RWANDA :  Les journalistes Saidath Mukakibibi et Agnes Nkusi jugées en appel

Agnes Uwimana Nkusi (G) et Saidati Mukakibibi, source: rfi.fr

Agnes Uwimana Nkusi (G) et Saidati Mukakibibi, source: rfi.fr

Les deux journalistes Agnès Uwimana Nkusi et Saidath Mukakibibi avaient été condamnées à 7 et 17 ans de prison pour diffamation, incitation à la désobéissance civile et minimisation du génocide. Leur procès en appel a débuté lundi 30 janvier devant la Cour suprême à Kigali.

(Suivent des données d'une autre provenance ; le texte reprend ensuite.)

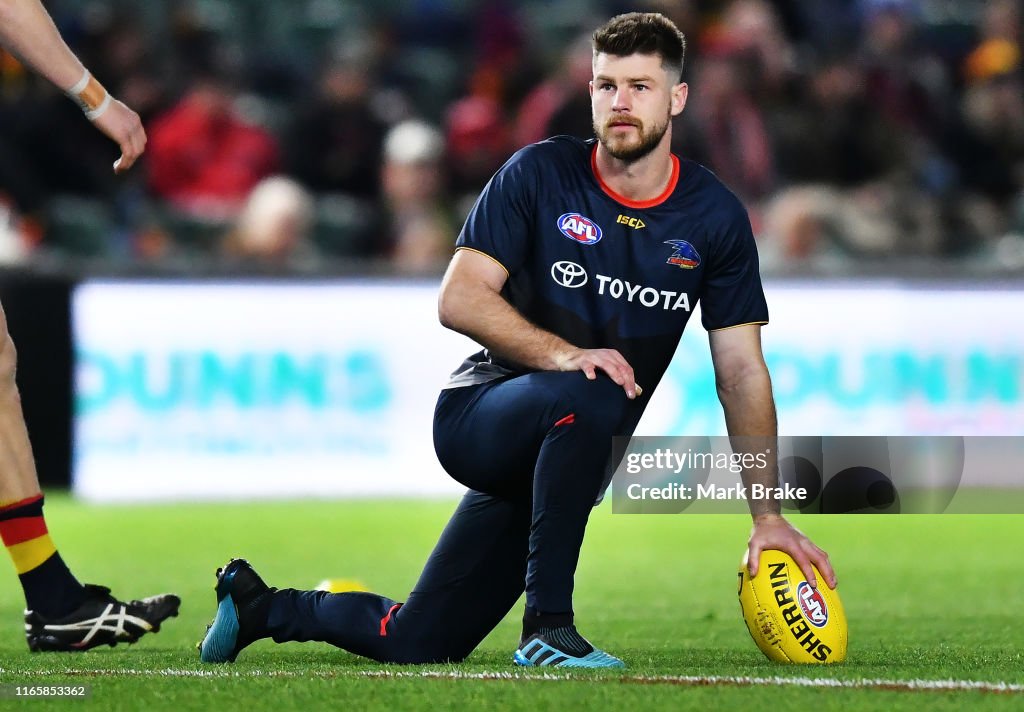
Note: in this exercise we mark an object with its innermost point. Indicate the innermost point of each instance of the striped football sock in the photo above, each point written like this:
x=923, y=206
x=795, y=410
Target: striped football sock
x=50, y=588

La directrice d’Umurabyo, Agnès Uwimana Nkusi, avait écopé de la plus lourde des deux peines pour « minimisation du génocide (des Tutsi en 1994), incitation à la division (divisionnisme) et diffamation » contre de hauts responsables dont le président Paul Kagame, à travers des articles publiés dans ce mensuel. La Haute Cour de justice de Kigali avait reconnu sa consœur Saidath Mukakibibi coupable « d’incitation à  troubler l’ordre public ». Les procureurs avaient requis une peine de 33 ans pour Nkusi et de 12 ans pour Mukakibibi.

 Lundi, les deux journalistes sont restées silencieuses à leur descente du véhicule les amenant de la prison au tribunal, elles étaient vêtues de rose et le crâne rasé. Elles sont défendues par une équipe de sept juristes comprenant des représentants d’organisations de défense des droits de l’homme et de liberté de la presse, dont l’Initiative pour la défense légale des médias (Media Legal Defense Initiative)  basée à Londres, et Avocats sans frontières, basé à Bruxelles.

«  Le jugement était une sorte de contradiction avec le reste de la politique que le Rwanda développe », a déclaré lundi Nani Jansen à AFP, du  » Media Legal Defense Initiative « , basé à Londres qui fait partie de l’équipe de sept avocats représentant Nkusi et Mukakibibi. «  Le pays prétend qu’il veut promouvoir la liberté de la presse, qu’il a une société ouverte et démocratique, mais pour cela vous devez avoir un media solide » a réitéré Jansen.

La condamnation des deux journalistes à des peines aussi lourdes avait provoqué l’indignation de plusieurs organisations de défense des droits de l’homme et de la liberté d’expression, dont Reporters Sans Frontière (RSF), Amnesty International (AI) et le Comité de protection des journalistes (CPJ). Le dictateur rwandais lui-même, le général Paul Kagame, avait déclaré dans une interview accordée  à un journal  ougandais le 10 novembre 2011 que, 17 ans de prison pour diffamation est trop « disproportionné et négatif pour l’image du pays« .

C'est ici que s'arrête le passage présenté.